Ex: /cast [@focus] Healing Wave (no matter who you're targeting, this macro will ONLY cast Healing Wave on your focus... useful for say, when you have the tank focused and want to dedicate a button to making sure they don't die.)

[mod], [nomod] : Determines what happens when you're holding a modifier (ctrl, alt, shift) or not when pressing a macro button.

Ex: /cast [mod:ctrl] Healing Wave; [nomod] Lesser Healing Wave; (casts HW when you hold ctrl and hit the macro, and LHW when you're just hitting the macro.)

[harm], [noharm] : Determines what the macro does depending on whether the target is peaceful or neutral/aggressive.

Ex: /cast [noharm] Water Breathing; [harm] Frost Shock; (not especially useful I suppose, but it will cast WB on your target if it's friendly, and Frost Shock it if it is not.)
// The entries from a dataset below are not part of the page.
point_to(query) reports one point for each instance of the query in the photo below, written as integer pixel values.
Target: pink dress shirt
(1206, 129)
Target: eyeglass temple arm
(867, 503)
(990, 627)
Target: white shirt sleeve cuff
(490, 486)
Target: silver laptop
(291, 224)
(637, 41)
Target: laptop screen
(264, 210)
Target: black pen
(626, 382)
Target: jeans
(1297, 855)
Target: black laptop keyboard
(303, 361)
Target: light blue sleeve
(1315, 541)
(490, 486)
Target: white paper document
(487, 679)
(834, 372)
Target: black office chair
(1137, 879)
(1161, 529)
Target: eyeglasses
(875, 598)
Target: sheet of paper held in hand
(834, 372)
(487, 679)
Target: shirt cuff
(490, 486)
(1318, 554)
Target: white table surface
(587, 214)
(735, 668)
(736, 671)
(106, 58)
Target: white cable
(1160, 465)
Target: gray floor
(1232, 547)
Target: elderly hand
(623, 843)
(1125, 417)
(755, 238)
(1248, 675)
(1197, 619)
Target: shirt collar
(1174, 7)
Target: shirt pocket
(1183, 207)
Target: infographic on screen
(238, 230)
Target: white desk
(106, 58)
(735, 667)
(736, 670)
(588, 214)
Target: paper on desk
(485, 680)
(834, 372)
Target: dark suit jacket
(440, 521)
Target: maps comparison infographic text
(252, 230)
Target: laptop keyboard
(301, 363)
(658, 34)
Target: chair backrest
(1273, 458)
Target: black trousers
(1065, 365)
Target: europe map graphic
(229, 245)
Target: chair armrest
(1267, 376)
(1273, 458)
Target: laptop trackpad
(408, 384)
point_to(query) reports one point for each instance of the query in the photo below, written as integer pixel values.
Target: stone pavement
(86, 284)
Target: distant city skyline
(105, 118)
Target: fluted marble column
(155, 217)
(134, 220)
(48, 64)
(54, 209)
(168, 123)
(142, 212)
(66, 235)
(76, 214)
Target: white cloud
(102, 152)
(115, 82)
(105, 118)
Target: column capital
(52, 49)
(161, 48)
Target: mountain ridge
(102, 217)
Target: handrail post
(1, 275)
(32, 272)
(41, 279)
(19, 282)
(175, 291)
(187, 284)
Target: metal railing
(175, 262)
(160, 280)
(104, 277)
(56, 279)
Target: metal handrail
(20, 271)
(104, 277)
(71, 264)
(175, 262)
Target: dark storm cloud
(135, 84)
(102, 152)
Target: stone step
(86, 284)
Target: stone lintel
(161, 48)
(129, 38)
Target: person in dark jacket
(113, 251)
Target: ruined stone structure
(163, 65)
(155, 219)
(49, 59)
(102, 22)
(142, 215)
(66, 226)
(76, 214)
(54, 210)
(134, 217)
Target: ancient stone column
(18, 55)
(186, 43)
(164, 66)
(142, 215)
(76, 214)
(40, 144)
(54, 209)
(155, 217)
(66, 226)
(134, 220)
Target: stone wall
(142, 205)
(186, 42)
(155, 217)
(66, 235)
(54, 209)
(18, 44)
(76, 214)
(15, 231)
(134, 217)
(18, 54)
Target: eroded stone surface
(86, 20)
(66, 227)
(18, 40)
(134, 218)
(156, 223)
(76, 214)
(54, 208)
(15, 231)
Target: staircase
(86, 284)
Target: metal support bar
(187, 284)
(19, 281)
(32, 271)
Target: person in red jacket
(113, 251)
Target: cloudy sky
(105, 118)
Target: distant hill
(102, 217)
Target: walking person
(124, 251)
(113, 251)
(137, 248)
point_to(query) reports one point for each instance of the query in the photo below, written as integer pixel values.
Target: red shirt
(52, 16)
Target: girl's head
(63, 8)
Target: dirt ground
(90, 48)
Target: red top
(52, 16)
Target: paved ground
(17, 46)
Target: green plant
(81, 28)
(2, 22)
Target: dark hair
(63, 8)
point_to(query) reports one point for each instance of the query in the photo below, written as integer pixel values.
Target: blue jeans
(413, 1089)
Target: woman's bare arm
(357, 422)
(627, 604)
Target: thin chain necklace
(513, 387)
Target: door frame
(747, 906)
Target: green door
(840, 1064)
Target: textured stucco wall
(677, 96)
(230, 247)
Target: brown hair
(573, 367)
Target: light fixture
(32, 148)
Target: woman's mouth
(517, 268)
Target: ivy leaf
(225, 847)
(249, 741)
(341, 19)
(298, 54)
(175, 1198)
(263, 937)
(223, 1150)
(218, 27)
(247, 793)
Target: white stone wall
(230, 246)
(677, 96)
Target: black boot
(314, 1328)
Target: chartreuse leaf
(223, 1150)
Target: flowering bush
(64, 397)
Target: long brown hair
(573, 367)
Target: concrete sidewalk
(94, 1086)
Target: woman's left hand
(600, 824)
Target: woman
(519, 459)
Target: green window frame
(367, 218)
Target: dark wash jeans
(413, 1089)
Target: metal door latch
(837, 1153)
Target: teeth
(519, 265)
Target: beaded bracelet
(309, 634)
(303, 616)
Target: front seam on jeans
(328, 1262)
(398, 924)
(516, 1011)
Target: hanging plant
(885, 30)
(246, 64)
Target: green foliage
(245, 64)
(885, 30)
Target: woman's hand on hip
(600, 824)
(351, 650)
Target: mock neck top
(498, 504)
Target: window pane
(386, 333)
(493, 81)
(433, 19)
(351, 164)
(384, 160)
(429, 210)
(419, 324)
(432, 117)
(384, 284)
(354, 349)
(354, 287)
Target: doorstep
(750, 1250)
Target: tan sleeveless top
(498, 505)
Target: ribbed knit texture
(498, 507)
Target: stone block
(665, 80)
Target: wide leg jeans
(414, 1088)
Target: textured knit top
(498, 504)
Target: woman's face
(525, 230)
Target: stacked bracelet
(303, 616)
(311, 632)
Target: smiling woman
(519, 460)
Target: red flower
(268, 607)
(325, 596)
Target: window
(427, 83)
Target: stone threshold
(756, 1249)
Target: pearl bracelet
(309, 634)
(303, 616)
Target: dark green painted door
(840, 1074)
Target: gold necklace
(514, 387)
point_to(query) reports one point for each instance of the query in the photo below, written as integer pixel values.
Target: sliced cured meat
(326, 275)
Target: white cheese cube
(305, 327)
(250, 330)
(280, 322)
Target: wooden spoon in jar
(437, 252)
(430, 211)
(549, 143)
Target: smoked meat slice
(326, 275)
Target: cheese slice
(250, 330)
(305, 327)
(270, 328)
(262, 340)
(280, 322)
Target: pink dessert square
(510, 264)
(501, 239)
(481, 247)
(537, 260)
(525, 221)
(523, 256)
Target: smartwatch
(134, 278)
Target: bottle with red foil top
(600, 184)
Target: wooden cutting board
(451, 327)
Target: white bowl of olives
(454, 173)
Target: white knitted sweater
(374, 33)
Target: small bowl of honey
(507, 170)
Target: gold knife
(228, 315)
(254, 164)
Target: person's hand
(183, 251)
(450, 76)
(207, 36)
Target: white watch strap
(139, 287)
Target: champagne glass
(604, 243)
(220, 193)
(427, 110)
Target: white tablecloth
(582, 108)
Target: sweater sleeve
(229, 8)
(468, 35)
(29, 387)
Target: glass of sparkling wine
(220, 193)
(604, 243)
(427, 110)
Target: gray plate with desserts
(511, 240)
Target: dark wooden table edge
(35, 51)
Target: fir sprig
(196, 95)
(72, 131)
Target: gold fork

[flyable], [noflyable], [mounted], [nomounted] : Pretty self explanatory really. Does different things depending on if you can fly or not fly in the area, and if you're mounted or not mounted.
Ex:
/dismount [mounted]
/cast [flyable] Swift Purple Wind Rider; [noflyable] Swift Orange Raptor; (uses your flying mount in places you can use it, and uses your ground mount if you can't fly. Will also dismount you if you're mounted... dangerous to use if flying high.)

[combat], [nocombat] : Like the others, does one thing in combat, and another if not in combat.
Ex: /cast [combat] Ghost Wolf; [nocombat] Swift Orange Raptor; (will GW if you're fighting something, or mount up otherwise).




So with those tips out of the way, lets get to making a macro, shall we? I'll start off with some macros I use, and explain their mechanics and usages where applicable.

#showtooltip
/cast [nomod] Earth Shock; [mod] Wind Shear

This macro does two things: If I press the button, it will cast Earth Shock. If, however, I press the button while holding a modifier (ctrl, alt, shift), it will cast Wind Shear.

The main use is obvious: To keep my bar from being clogged down by abilities I rarely use, while keeping important abilities I rarely use in easy reach.

#showtooltip
/castsequence [nomod] reset=combat/target/17 Flame Shock, Lava Burst
/cast [mod] Lava Burst

What this macro does is similar to the Stormstrike macro I included in the earlier bits, but with a slight change. First, it allows me to cast Flame Shock with a simple button press, followed by Lava Burst for the next 17 seconds (for the 18s debuff timer on Flame Shock), and it will reset in 17s, on leaving combat, or when I change targets. It also allows me to always cast Lava Burst if I press the button while holding a modifier down.

#showtooltip
/castsequence [nomod] reset=2 Windfury Weapon, Flametongue Weapon
/stopmacro [nomod]
/run local c=CancelItemTempEnchantment c(1) c(2)

This macro is my latest fix for having my weapon enchants on one button. The last one was broken somewhere down the line, just like the ones I had used previously. So what it does is, with no modifiers held down, casts Windfury followed by Flametongue with a second press. It then stops the macro. If, however I press the button with a mod, it will clear my weapon enchants off, allowing me to always cast WF on my main hand, and FT on my off hand. Because we all know that there are few things less annoying than having the wrong enchant on your weapons, right?

Well, that's it for macros for this installment... maybe if I get some demand I'll go into more depth on things like scripts in your macro, and the many random mount type macros that are out there.